NYCO made one point on which I would like to elaborate: “One of Alinsky’s celebrated organizing victories happened vs. Kodak in Rochester during the 1960s, if you’re looking for a local angle.” Another local angle was Alinsky’s work in Syracuse during 1965. Syracuse became a test case for the Office of Economic Opportunity (the OEO was the agency that actually fought The War On Poverty) and its philosophy of maximum feasible participation of the poor.

Alinsky was a major critic of the War On Poverty, calling it “a prize piece of political pornography.” Since the beginning of his career, he had fought against social workers and other welfare workers who believed that poor people must be rescued. Alinsky always believed that poor people should be trained to fight for the power that would allow them to do for themselves. Supporters of both philosophies fought for control of the OEO.

SU professor Warren Haggstrom set up the SU Community Action Training Center with over $300,000 in federal funds under the OEO’s Community Action Program. Haggstrom hired Alinsky to hold weekly seminars with students on organizing theory. Alinsky also had his chief aide Fred Ross work full-time in Syracuse, organizing students to go door-to-door surveying residents about their concerns. Interested residents hosted house meetings with their neighbors. Several adjacent blocks would knit the house parties into a neighborhood action committee. The goal was to create a neighborhood action committee in six targeted areas. Eventually the six committees would coalesce together as a powerful organization. The issues that the students and residents organized around were housing conditions, high gas bills and unfair evictions. The survey also initiated a a voter registration component “Register For Power.”

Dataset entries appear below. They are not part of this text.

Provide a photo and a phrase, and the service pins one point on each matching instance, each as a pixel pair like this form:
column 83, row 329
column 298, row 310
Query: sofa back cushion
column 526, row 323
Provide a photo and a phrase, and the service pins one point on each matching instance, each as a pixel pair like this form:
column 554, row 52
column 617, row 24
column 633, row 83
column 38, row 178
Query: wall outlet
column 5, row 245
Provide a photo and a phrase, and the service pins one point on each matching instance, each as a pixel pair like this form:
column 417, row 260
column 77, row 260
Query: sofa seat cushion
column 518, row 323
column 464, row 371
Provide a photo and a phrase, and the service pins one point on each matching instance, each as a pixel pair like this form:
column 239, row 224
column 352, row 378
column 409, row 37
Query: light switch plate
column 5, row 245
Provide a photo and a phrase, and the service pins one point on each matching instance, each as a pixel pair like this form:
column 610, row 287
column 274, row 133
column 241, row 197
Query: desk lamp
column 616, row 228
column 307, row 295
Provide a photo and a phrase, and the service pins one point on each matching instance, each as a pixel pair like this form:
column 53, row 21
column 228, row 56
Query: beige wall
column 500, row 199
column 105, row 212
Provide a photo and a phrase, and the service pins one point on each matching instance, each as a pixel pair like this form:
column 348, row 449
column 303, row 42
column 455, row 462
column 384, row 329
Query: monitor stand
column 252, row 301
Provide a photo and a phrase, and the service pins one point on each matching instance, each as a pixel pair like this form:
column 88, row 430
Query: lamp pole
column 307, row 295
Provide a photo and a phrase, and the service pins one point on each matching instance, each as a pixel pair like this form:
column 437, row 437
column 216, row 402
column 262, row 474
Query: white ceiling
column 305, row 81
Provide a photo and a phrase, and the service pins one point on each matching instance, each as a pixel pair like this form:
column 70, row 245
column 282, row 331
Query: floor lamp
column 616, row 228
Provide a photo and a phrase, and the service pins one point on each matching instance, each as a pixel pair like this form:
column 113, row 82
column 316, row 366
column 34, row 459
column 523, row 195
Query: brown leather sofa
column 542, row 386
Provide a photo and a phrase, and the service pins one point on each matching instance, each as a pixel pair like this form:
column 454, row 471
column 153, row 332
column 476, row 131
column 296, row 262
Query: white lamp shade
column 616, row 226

The mayor at the time William Walsh (U.S. Rep. Jim Walsh’s father) protested bitterly to Washington about this program, especially the voter registration drive: “These people go into a housing project and talk about setting up a ‘democratic’ organization–small ‘d’, but it sounds just the same as Democratic–big ‘D’, and in a close election it could be decisive.” The S.U./Alinsky program was also in direct competition with another Community Action Program, the non-threatening Crusade for Opportunity. The Crusade’s finances were controled by City Hall and its goal was to mobilize charitable and civic agencies to work on a case-by-case basis with poor people.

Politicians like Mayor William Walsh put pressure on Washington to eliminate programs that attempted to bypass the local power structure and directly empower grassroots residents. By the summer of 1965, Washington started easing advocates of the “maximum feasible participation of the poor” out of the agency. Syracuse, due to the outspoken nature of Alinsky’s comments, became the symbol of the neutering of the OEO and its Community Action Program. The S.U. program’s funding wsa not renewed after its first year and Professor Haggstrom was fired. The NY Times asked Alinsky if he was disappointed that the Syracuse program was discontinued and he sneered his reply: “Have you ever been to Syracuse?”

The fight over how best to fight poverty in Syracuse is still reflected in the groups that emerged from the two competing Community Action Programs. From the ashes of the Crusade For Opportunity has emerged
PEACE, Inc. (People’s Equal Action and Community Effort, Inc. ) whose mission is detailed on their website: “As one of Central New York’s largest human service agencies, P.E.A.C.E., Inc. works tirelessly throughout the city of Syracuse and surrounding areas to provide programs and services for the whole family, including child and youth services, family and community development, senior services and energy and housing services.”

In 1977, the Board of Urban Ministry, a now defunct organization of inner-city Catholic churches, adopted the S.U./Alinsky template of neighborhood action committees to create a grassroots organization to fight for improved housing conditions on the city’s southside. One year later, that organization was spun off as an independent non-profit agency, Syracuse United Neighbors (SUN). SUN to this day utilizes the confrontional tactics and grassroots leadership that is a hallmark of Alinsky-style organizations. Full disclosure: I am the senior staff organizer for SUN.